“Back in my day” is no longer relevant


Life in general changed a lot; many things are no longer relevant today that were fifty years ago.

Everything is changing. All the time, every aspect of everything, constantly. 

Perhaps this might be a bit of an exaggeration, but you have to agree that most situations have changed within the last fifty years—certainly in the century.

The way my grandparents and their generation grew up is significantly different from the way I continue to grow up. The same goes for my parent’s generation as well, but to a lesser extent. 

It is simple to agree with the fact that things have changed; yet, it has been proven time and time again that it’s different for everyone to accept and recognize. 

Now, I respect those older than me; some, such as my grandparents, I love. And I adore listening to how they grew up and stories from when they were my age. But, you can’t deny that whatever story they are telling me is significant and interesting because of how different it was.
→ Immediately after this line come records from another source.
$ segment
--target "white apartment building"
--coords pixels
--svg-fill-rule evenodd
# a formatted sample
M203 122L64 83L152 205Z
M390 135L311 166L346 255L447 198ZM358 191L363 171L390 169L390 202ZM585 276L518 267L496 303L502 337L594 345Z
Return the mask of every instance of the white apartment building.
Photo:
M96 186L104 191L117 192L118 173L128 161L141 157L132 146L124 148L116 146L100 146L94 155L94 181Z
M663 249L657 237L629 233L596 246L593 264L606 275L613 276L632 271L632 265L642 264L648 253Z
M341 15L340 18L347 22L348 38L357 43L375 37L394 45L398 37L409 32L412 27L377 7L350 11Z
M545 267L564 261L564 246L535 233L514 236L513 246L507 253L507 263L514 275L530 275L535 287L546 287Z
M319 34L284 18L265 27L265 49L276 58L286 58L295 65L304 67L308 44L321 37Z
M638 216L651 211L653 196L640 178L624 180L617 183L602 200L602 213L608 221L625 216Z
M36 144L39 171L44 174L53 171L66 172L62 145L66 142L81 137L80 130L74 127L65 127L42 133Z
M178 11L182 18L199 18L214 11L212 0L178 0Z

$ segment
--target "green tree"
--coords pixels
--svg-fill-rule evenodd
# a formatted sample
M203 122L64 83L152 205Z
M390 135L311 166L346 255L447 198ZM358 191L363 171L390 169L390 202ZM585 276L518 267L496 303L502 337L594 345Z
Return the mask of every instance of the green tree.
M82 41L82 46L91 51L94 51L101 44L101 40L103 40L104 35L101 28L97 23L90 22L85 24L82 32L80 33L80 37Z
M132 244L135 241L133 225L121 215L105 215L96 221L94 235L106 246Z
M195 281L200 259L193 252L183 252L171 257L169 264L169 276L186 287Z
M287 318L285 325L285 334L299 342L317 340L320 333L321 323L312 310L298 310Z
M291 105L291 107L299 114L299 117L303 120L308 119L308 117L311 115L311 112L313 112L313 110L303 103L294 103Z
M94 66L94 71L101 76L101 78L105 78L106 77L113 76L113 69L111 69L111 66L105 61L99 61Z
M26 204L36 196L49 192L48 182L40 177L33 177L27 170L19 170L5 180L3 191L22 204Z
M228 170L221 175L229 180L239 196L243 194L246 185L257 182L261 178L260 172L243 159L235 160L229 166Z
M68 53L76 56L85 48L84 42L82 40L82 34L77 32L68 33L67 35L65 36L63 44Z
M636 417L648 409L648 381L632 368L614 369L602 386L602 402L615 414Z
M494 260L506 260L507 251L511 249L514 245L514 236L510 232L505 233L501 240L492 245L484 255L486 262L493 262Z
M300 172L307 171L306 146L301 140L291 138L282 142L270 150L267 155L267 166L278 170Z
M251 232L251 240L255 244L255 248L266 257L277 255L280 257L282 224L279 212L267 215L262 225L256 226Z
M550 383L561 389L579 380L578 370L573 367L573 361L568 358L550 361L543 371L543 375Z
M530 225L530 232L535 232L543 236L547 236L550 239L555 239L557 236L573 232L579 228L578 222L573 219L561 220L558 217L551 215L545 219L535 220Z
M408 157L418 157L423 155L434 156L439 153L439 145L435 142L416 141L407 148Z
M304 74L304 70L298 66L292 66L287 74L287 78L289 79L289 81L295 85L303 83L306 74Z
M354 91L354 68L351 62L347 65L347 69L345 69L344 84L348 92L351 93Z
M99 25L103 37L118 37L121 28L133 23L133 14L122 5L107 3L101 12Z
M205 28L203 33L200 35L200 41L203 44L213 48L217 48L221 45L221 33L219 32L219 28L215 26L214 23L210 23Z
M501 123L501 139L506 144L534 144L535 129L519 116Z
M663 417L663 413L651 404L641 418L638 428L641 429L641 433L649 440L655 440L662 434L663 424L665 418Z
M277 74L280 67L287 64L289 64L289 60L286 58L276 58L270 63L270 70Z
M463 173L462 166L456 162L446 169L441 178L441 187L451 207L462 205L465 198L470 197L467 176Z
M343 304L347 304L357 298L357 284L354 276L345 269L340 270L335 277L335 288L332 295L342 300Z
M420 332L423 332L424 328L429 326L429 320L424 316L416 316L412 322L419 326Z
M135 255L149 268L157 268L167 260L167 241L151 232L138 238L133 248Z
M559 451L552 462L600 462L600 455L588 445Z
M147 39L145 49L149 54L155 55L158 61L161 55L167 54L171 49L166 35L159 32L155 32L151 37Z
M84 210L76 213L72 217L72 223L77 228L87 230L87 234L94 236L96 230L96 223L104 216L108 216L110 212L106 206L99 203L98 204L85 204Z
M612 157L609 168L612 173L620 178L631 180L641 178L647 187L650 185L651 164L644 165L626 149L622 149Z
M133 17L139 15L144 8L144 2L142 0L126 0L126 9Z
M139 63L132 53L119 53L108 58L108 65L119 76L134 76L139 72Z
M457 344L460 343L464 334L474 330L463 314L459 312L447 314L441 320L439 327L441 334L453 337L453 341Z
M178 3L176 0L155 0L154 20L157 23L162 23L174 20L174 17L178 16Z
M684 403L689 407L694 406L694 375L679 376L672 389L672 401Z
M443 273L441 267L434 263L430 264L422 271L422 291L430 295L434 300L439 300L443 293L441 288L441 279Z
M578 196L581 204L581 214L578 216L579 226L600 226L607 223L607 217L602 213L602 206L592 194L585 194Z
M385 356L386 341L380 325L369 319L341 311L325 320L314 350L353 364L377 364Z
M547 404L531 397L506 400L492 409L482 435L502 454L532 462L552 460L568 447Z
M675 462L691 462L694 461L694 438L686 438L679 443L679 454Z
I hate to say it, but if my grandma was telling me a story about how one of her acrylic nails broke at her school dance, I would not be engrossed.

Instead, my grandparents tell me of a time without the internet or cell phones—both of which now completely consume everyday life. This is what captivates me; the now unthinkable lack of modern technology and ideas.

Storytelling, showing the young generation’s history through anecdotes, is a prime example of recognizing the truth that most circumstances have changed.

However, there are countless instances where it’s apparently inconceivable that times have really changed. Because, isn’t everything the exact same—discluding some minuscule details such as natural disasters, politics, gender roles, education, racial prejudices, LGBTQ rights, literal wars, and much more—as it always has been before?

“Back in my day” is no longer a relevant argument because it is no longer comparable to today’s world.

The short answer is no; almost nothing is comparable. Of course, there are some similarities, but it’s mostly differences. Again, today’s technology and ideas are not akin to what they were fifty years ago. 

Times have changed. “Back in my day” is no longer a relevant argument because it is no longer comparable to today’s world. 

One particular piece of evidence for this conclusion that convinces me of this truth is the importance of education. 

It wasn’t implausible for someone to not finish high school and still be successful. It certainly wasn’t implausible for someone to not attend college and still be successful. Working in a factory of some kind, entering a family business, starting your own business, or finding any other job were all reasonable options. Some remarkably successful people got their start that way.

Theoretically, this is still an option for people. However, I can think of almost no one who would recommend it. If I were to do this, it would be near impossible to find a job that would allow me to live comfortably unless I had extensive connections. Jobs look for education when hiring; chances are, they would rather hire someone with superior schooling. It is no longer an option because things have changed.

Of course, there are countless other ways to prove this as well. Almost anything to do with politics and the shift in ideals, for example. But in the end, it should be clear that “back in my day” is no longer comparable to now.